This post is in response to Sharon’s recent writing about the role of litigation in federal lands management.
Though I sometimes disagree with Sharon’s framing of issues and assessment of things, I appreciate her willingness to tackle tough issues. But if we are going to take on such important questions, I’d like to help define the so-called “litigation problem.” A few years ago I tried to organize my thoughts about the topic. Here is the result, a rather long-winded and excessive essay/commentary (Nie_regulatory_enforcement in PDF)
Here is the abstract:
This article analyzes the role of prescriptive regulation and citizen-suit litigation (regulatory enforcement) in natural resource conservation in the U.S.A. It first briefly explains why the judiciary is so involved in resource management and why litigation is so often used as a conservation tool. It then summarizes the extent to which regulatory enforcement is being threatened and/or undermined by Congress, the executive branch, and other interests. The analysis shows how regulatory enforcement often facilitates the use of less adversarial conservation strategies and that there are important synergies between them. Regulatory interactions with collaborative conservation, land and resource acquisitions/easements, and adaptive ecosystem management are analyzed.
That is more boring than I remember, so here are a few comments made in the essay that might be of relevance to our readers:
Regulatory enforcement often facilitates the use of other, less adversarial, conservation strategies and shows that there are important synergies between them. In many cases, a sort of “co-evolution” is apparent, with regulation and litigation playing an important role in the development and leveraging of other strategies.
The most important lesson is that conservation tools are interconnected in significant ways, and when regulatory enforcement is weakened, so too are a host of less adversarial approaches to environmental protection. Any political juxtaposition of regulatory and “non-regulatory” policy approaches should be viewed most skeptically.
While the use of litigation by conservationists has been widely criticized and publicized, we should also recognize its widespread use by other interests. Industry, commodity, and user-groups have initiated litigation over the 2001 roadless rule, snowmobiles in Yellowstone National Park, forest planning regulations, motorized access to multiple use lands, and dozens of other high-profile cases. For further evidence, consider the wise use movement’s legal arm, the Mountain States Legal Foundation (www.mountainstateslegal.org ), which publicizes a “litigation of the month” section on its webpage. The private property rights-based takings movement provides another example, as this political agenda has been purposefully advanced via constitutional litigation.
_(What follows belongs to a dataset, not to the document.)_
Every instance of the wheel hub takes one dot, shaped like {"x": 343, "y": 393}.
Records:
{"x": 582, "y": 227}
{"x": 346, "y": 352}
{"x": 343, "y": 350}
The “policy story” of environmental obstructionism is being told by numerous actors, with the remedy being as simple as the narrative: to either remove, weaken, and/or undermine environmental regulations.
And a few comments regarding the role of litigation vis-a-vis more collaborative approaches:
The following analysis shows that while some exaggerate its virtues, the more serious studies of collaboration show why it is better to view it as supplementary to regulatory enforcement, and is not an adequate replacement. I take it a step further and argue that the weakening of regulatory enforcement will potentially undermine the usefulness and spread of collaboration in the future.
For all of the benefits collaboration can produce, it is imperative we view the tool in its appropriate context. In many respects, the hammer of environmental laws, and the groups willing to enforce them, have created the conditions necessary for collaboration to emerge as a viable governing strategy. Citizen suits can trigger negotiations that wouldn’t otherwise get started. And would an interest be at the table if not for some particular regulation leveling the playing field?
The Articles goes on to explore the role of litigation in leveraging other strategies like land acquisition and adaptive ecosystem management.
And so I’ll end with this idea, as articulated by Judge Skelly Wright in the NEPA-empowering Calvert Cliffs decision, the judicial role is to ensure that the promise of legislation becomes reality:
Our duty, in short, is to see that important legislative purposes, heralded in the halls of Congress, are not lost or misdirected in the vast hallways of the federal bureaucracy.